Le facteur négatif à court terme est la réapparition de cas de COVID-19 dans le pays et la stratégie du gouvernement pour contrer la pandémie. L’approche de la Chine depuis le début de la pandémie est une politique de tolérance zéro face à la COVID-19 qui s’accompagne de mesures de confinement draconiennes, même si elles étouffent l’économie. L’attention reste concentrée sur Shanghai, une ville de 26 millions d’habitants, où les autorités ont commencé à assouplir les restrictions à présent que les cas semblent avoir atteint leur sommet. Il est évident qu’un nouveau confinement similaire dans d’autres villes chinoises étoufferait la croissance économique. La Chine devra faire face au fait que son vaccin s’est avéré inefficace, et que l’incapacité du pays à donner la priorité aux personnes âgées pour les vaccinations a aggravé ce qui aurait pu être une situation plus supportable. Tant que les responsables chinois maintiendront leurs politiques intransigeantes en matière de COVID-19, la croissance sera entravée et le marché bousier aura du mal à rebondir – même si les valorisations deviennent plus attrayantes.
MSCI Marchés émergents : niveau d’équilibre
Valorisations et bénéfices normalisés
Source : RBC GMA
Pour ce qui est de la façon dont nous positionnons nos fonds, le mot clé en ce moment est « pouvoir de fixation des prix ». L’inflation, en particulier celle des denrées alimentaires, est un aspect très important à surveiller. L’alimentation constitue un sujet de préoccupation spécial, car l’Ukraine et la Russie sont les principaux producteurs et exportateurs de blé, d’orge et d’autres produits agricoles essentiels. Deuxièmement, le Belarus est le plus grand producteur d’engrais, dont les prix ont grimpé en flèche en raison de l’impact des sanctions sur l’offre, et des prix extrêmement élevés du carburant qui augmentent les coûts de production dans le reste du monde.

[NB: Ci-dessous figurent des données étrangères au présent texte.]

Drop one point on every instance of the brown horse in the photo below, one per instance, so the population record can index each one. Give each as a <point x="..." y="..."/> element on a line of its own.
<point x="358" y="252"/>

De nombreux agriculteurs du monde entier n’ont pas les moyens d’acheter des engrais aux prix actuels, ce qui réduit la productivité agricole. L’indice des prix alimentaires de la FAO est maintenant plus élevé qu’en 2011 à l’époque du Printemps arabe. Nous constatons une instabilité économique et une agitation sociale dans des économies émergentes plus fragiles comme le Sri Lanka, le Pakistan, le Pérou et l’Égypte. Le passage de l’agitation sociale à la révolution politique peut être rapide. Si l’offre n’est pas rétablie, nous pourrions voir des famines émerger dans les marchés émergents, où l’alimentation représente environ 35 % des dépenses de consommation contre 10 % dans les pays développés.

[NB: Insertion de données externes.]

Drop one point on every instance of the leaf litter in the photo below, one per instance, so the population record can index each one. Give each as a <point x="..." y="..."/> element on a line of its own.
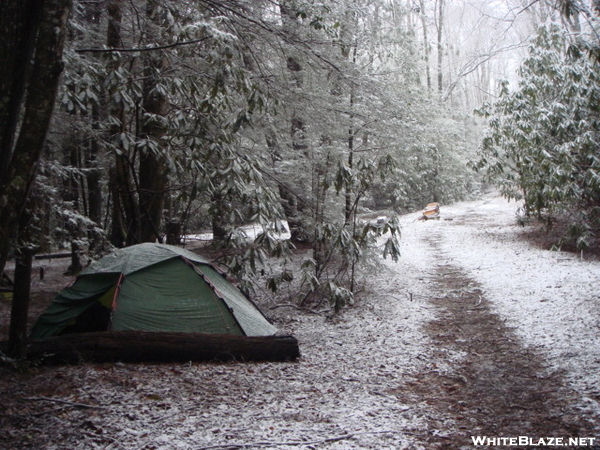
<point x="474" y="331"/>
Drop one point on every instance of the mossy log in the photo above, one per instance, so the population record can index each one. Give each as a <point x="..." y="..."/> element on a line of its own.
<point x="165" y="347"/>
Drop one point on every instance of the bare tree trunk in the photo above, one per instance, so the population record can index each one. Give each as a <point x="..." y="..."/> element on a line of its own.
<point x="153" y="168"/>
<point x="425" y="44"/>
<point x="21" y="290"/>
<point x="440" y="45"/>
<point x="44" y="57"/>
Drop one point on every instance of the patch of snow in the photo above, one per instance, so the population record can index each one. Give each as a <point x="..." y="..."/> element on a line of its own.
<point x="550" y="298"/>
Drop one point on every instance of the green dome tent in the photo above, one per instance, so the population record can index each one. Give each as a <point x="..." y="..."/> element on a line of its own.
<point x="152" y="288"/>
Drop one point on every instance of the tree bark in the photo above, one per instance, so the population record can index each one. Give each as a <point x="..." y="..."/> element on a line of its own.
<point x="153" y="167"/>
<point x="45" y="60"/>
<point x="20" y="304"/>
<point x="440" y="46"/>
<point x="139" y="346"/>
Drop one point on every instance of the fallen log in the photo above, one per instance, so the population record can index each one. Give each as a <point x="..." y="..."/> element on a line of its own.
<point x="165" y="347"/>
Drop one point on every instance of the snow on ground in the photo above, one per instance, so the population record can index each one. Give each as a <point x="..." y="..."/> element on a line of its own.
<point x="550" y="298"/>
<point x="343" y="392"/>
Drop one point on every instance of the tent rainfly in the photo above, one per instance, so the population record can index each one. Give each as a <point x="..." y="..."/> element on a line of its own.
<point x="152" y="288"/>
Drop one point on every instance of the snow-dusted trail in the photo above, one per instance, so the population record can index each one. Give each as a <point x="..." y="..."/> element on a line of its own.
<point x="406" y="368"/>
<point x="510" y="317"/>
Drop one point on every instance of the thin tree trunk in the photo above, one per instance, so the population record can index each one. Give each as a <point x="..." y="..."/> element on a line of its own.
<point x="440" y="46"/>
<point x="37" y="107"/>
<point x="153" y="167"/>
<point x="425" y="44"/>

Après une décennie d’inflation quasi nulle, les 10 prochaines années pourraient être marquées par un niveau d’inflation plus élevé. Dans ce contexte, il est important de se positionner dans des sociétés qui ont un fort pouvoir de fixation des prix. Nous privilégions donc les entreprises caractérisées par un endettement faible, des structures de coûts peu sensibles aux prix des marchandises, des parts de marché élevées, relativement peu d’immobilisations corporelles et des produits difficiles à remplacer. Le secteur de la consommation de base affiche généralement un fort pouvoir de fixation des prix. Les secteurs liés à la technologie ont accusé une grande faiblesse et leurs valorisations sont de plus en plus attrayantes, de sorte qu’ils pourraient offrir des occasions de placement intéressantes plus tard dans l’année.